The line in the movie that caught my attention was something to the effect that there is an unwritten contract between the art creator and the art owner. I know that is vague, but what it meant to me was that we all bring something of ourselves TO the art, which makes it unique to us. A case in point would be the reviews that we as writers get on Amazon. Don’t just glance at them, dig into them a bit and you will find a phenomenon that is fascinating. Now, I don’t mean that you should be influenced by reviews. Dismiss the five star ones as much as the one star ones when it comes to your writing. None of them really should affect your writing. They are, after all, just opinions and the person who gives you five stars today may have a fight with her husband the next day, and take it out on you with a one star review.
But consider this: A story or novel is nothing more or less than simply WORDS on a page. It is the attitude that the READER brings to the work that makes it what it is. Otherwise, why would there be 50 five star reviews and 50 three star reviews? Everyone is reading the same book.
One of my hobbies is looking at the “See my other Reviews” of the low rating reviewers of my work. What I often find is that a one star reviewer of my books has done the same thing to many other diverse works of various authors. This tells me that this person is just a bitter, sad, probably lonely, mad-at-the-world individual. This is a person who never spoke up at work, who got all the shitty jobs, and finally got fired or given a phony gold watch.

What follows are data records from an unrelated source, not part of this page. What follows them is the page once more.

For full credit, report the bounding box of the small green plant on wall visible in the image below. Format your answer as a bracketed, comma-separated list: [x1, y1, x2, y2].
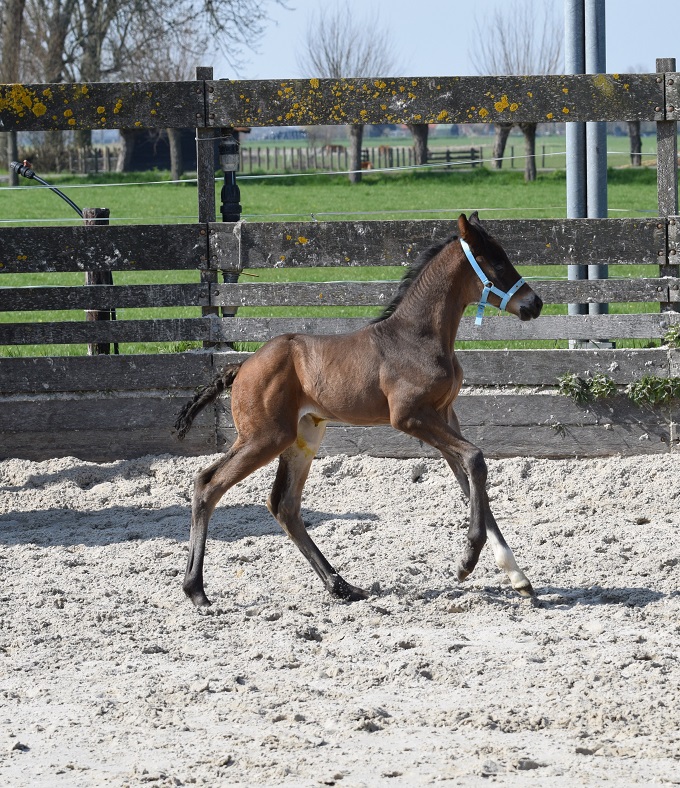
[558, 371, 680, 408]
[626, 375, 680, 407]
[557, 372, 617, 404]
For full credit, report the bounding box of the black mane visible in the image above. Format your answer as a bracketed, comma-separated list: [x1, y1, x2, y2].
[371, 232, 459, 323]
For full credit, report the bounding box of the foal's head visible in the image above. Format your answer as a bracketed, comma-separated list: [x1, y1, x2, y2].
[458, 212, 543, 322]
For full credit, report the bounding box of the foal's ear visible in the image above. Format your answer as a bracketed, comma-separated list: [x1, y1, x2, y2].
[457, 213, 471, 237]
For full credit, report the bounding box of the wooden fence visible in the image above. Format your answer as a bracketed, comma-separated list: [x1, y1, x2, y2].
[0, 65, 678, 461]
[238, 144, 483, 173]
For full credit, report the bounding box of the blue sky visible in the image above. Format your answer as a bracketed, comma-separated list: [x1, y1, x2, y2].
[213, 0, 678, 80]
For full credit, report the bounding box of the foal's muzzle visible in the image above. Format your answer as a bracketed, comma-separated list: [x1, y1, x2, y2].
[518, 293, 543, 321]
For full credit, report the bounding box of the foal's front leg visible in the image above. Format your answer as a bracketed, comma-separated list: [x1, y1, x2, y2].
[443, 408, 534, 597]
[393, 405, 489, 576]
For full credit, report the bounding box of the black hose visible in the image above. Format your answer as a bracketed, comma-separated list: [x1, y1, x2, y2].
[10, 160, 84, 218]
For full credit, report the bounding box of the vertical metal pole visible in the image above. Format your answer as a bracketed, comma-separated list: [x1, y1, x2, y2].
[585, 0, 609, 317]
[657, 57, 679, 316]
[565, 0, 588, 322]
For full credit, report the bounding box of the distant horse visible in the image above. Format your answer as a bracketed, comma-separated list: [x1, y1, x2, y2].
[175, 213, 543, 607]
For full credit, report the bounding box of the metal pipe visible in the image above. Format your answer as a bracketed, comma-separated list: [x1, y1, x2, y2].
[565, 0, 588, 318]
[585, 0, 609, 315]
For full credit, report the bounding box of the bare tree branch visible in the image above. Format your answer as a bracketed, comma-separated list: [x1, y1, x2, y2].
[470, 0, 563, 181]
[297, 1, 397, 183]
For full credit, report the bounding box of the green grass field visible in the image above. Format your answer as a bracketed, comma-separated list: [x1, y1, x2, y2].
[0, 159, 671, 356]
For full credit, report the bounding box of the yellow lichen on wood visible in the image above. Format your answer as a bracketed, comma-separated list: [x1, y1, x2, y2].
[0, 84, 46, 119]
[592, 73, 614, 96]
[494, 94, 510, 112]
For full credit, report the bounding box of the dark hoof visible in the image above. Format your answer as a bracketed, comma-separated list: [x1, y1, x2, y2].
[329, 574, 370, 602]
[184, 584, 212, 608]
[457, 564, 471, 583]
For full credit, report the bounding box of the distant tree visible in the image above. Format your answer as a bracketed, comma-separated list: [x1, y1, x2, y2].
[297, 2, 396, 183]
[1, 0, 27, 184]
[115, 22, 202, 178]
[408, 123, 428, 166]
[470, 0, 563, 181]
[17, 0, 286, 149]
[626, 65, 647, 166]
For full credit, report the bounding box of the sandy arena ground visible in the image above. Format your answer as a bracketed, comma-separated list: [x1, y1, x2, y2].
[1, 451, 679, 787]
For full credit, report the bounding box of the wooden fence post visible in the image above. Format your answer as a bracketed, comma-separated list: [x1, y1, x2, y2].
[657, 58, 678, 316]
[195, 66, 218, 348]
[84, 207, 114, 356]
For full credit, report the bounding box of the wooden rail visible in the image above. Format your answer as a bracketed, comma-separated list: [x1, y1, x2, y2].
[1, 73, 675, 133]
[1, 67, 678, 460]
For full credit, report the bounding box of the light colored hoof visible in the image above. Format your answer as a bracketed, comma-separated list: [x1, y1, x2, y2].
[515, 580, 535, 598]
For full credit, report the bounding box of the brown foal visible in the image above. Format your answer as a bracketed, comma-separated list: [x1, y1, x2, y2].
[175, 213, 543, 607]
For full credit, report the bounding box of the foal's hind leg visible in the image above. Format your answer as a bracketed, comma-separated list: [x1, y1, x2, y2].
[184, 436, 289, 607]
[267, 415, 369, 602]
[443, 408, 534, 597]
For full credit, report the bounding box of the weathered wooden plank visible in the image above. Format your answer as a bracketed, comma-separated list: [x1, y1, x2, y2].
[534, 278, 674, 303]
[457, 393, 672, 429]
[0, 353, 214, 394]
[0, 427, 214, 462]
[666, 73, 679, 122]
[0, 392, 210, 432]
[211, 313, 679, 343]
[0, 283, 208, 311]
[668, 348, 680, 377]
[216, 391, 669, 431]
[0, 348, 668, 397]
[209, 74, 664, 127]
[457, 348, 670, 385]
[212, 348, 671, 386]
[213, 317, 365, 342]
[0, 80, 203, 131]
[0, 318, 211, 345]
[211, 280, 397, 307]
[4, 277, 665, 314]
[209, 278, 675, 308]
[215, 422, 670, 459]
[210, 218, 664, 270]
[0, 218, 663, 274]
[460, 313, 680, 341]
[0, 225, 207, 274]
[4, 312, 674, 346]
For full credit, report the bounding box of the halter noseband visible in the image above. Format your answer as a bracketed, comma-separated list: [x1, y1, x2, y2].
[460, 238, 526, 326]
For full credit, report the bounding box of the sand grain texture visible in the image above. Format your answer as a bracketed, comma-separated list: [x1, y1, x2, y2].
[1, 452, 679, 786]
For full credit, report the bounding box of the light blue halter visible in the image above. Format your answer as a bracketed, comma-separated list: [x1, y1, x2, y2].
[459, 238, 526, 326]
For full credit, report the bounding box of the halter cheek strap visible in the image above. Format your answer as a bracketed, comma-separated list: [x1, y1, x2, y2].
[459, 238, 526, 326]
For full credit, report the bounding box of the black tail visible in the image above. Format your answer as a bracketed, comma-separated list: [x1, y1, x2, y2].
[174, 363, 242, 440]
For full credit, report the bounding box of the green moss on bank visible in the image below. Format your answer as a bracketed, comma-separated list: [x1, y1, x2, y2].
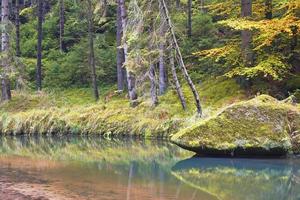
[0, 78, 246, 137]
[171, 95, 300, 155]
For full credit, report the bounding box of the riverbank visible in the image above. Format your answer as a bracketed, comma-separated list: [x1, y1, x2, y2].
[0, 78, 245, 137]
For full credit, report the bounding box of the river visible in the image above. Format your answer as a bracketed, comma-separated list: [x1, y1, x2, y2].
[0, 135, 299, 200]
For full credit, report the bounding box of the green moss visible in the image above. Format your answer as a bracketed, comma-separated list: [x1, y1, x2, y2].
[171, 95, 300, 155]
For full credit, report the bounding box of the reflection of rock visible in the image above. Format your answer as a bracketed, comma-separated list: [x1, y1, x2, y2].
[172, 95, 300, 156]
[172, 157, 300, 200]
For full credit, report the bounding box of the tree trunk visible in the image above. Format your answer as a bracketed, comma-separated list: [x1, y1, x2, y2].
[160, 0, 202, 116]
[59, 0, 65, 52]
[1, 0, 11, 101]
[158, 12, 167, 95]
[119, 0, 138, 103]
[170, 50, 187, 110]
[200, 0, 205, 13]
[187, 0, 192, 37]
[87, 0, 99, 100]
[15, 0, 21, 57]
[265, 0, 272, 19]
[176, 0, 180, 10]
[117, 0, 125, 91]
[149, 62, 158, 107]
[241, 0, 254, 67]
[36, 0, 43, 91]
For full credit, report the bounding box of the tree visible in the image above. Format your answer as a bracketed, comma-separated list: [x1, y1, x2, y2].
[265, 0, 272, 19]
[36, 0, 43, 91]
[15, 0, 21, 57]
[59, 0, 65, 52]
[87, 0, 99, 100]
[187, 0, 192, 37]
[160, 0, 203, 116]
[116, 0, 126, 91]
[158, 10, 167, 95]
[1, 0, 12, 101]
[119, 0, 138, 103]
[241, 0, 254, 67]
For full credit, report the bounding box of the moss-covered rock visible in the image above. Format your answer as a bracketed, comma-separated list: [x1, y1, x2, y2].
[171, 95, 300, 156]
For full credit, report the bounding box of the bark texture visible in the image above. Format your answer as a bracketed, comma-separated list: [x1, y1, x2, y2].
[241, 0, 254, 67]
[87, 0, 99, 100]
[149, 62, 158, 107]
[158, 12, 167, 95]
[59, 0, 65, 52]
[1, 0, 11, 101]
[36, 0, 43, 91]
[119, 0, 137, 102]
[15, 0, 21, 57]
[117, 0, 126, 91]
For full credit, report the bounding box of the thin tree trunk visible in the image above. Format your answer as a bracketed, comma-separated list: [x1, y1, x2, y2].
[187, 0, 192, 37]
[160, 0, 202, 116]
[200, 0, 205, 13]
[15, 0, 21, 57]
[170, 50, 187, 110]
[149, 62, 158, 107]
[87, 0, 99, 100]
[241, 0, 254, 67]
[1, 0, 11, 101]
[59, 0, 65, 52]
[265, 0, 272, 19]
[159, 11, 167, 95]
[36, 0, 43, 91]
[117, 0, 125, 91]
[119, 0, 137, 103]
[176, 0, 180, 10]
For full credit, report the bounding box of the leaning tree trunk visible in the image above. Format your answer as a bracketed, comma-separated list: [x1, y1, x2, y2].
[170, 50, 187, 110]
[149, 62, 158, 107]
[1, 0, 12, 101]
[158, 11, 168, 95]
[36, 0, 43, 91]
[87, 0, 99, 100]
[187, 0, 192, 37]
[59, 0, 65, 52]
[15, 0, 21, 57]
[116, 0, 125, 91]
[119, 0, 137, 102]
[160, 0, 202, 116]
[241, 0, 254, 67]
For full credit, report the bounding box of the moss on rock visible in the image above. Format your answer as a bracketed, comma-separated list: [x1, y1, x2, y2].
[171, 95, 300, 156]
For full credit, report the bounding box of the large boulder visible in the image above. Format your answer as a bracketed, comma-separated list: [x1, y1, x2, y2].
[171, 95, 300, 156]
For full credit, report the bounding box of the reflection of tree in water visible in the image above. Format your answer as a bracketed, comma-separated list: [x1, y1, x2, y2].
[172, 157, 300, 200]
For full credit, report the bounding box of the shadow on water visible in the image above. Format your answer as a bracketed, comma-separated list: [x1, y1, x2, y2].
[171, 157, 300, 200]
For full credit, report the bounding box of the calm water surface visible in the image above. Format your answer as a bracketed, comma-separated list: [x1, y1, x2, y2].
[0, 136, 299, 200]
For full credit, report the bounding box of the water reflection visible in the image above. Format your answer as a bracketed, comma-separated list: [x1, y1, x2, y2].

They can’t take out their rage on those who did them wrong, so they pick up a book and already they think, “This is going to be a piece of crap” so their “rating” is already formed. On any given day this person may pick up your book and your fate is sealed. That is why I urge you to appraise ratings, but for God’s sake do not let them influence your writing in any way.
I have some favorite books that I often re-read. I love them. I approach them knowing that this book will bring me joy even though I may know it by heart. I bring MY attitude to the book and that is the other part of the contract between writer and reader.
The writer and the reader are a team. The writer has already made the kickoff. Now, the reader is carrying the ball.